Blockchain and Financial Reporting

by Andrew Chambers (Addison Group Marketing Team) 04/29/2019

Blockchain is becoming more and more ingrained in the financial reporting sector, and this could mean new strategies for accounting and audit professionals. It is said that, this type of technology will have a significant influence on the future of auditing, and financial executives should be ready.

Blockchain in Auditing

As blockchain-based cryptocurrencies gain traction, CFOs are familiarizing themselves with the latest technology primarily in the payments and banking sector.

However, it’s only a matter of time until the technology bleeds into other areas of the financial industry and overhauls the traditional systems for auditing and accounting.
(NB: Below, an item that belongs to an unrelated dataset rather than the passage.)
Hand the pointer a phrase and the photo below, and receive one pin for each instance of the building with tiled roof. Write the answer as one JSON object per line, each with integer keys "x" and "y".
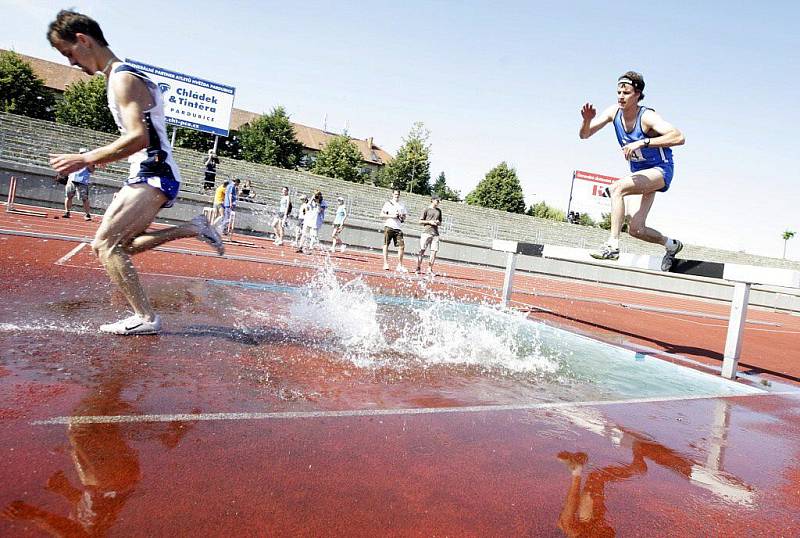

Ultimately, it will influence how records are maintained, and value is transferred.

How Can Blockchain Help?

One of the most exciting things about it is the potential for transformative analytic capabilities. This could mean easier access to structured data which would, in turn, generate advanced analytics and hasten machine learning.

Ultimately, this could impact assurance audition by making the tools that professionals already use smarter and faster. It could mean more efficiency across the board.

Blockchain into the Future

It’s hard to determine how it will be adopted into the future, but the outlook is exciting. We are currently seeing a slow increase in how the sector is using blockchain, but there is a lot of potential. We may see it used for things such as deeds, titles, or even digital assets.

Keep in mind, once the information is out there, everybody can see it. Therefore, the progression of blockchain in accounting will be determined by how comfortable people are with sharing information.

Companies are currently working to identify the information that will be shared so that this technology can be appropriately scaled over time.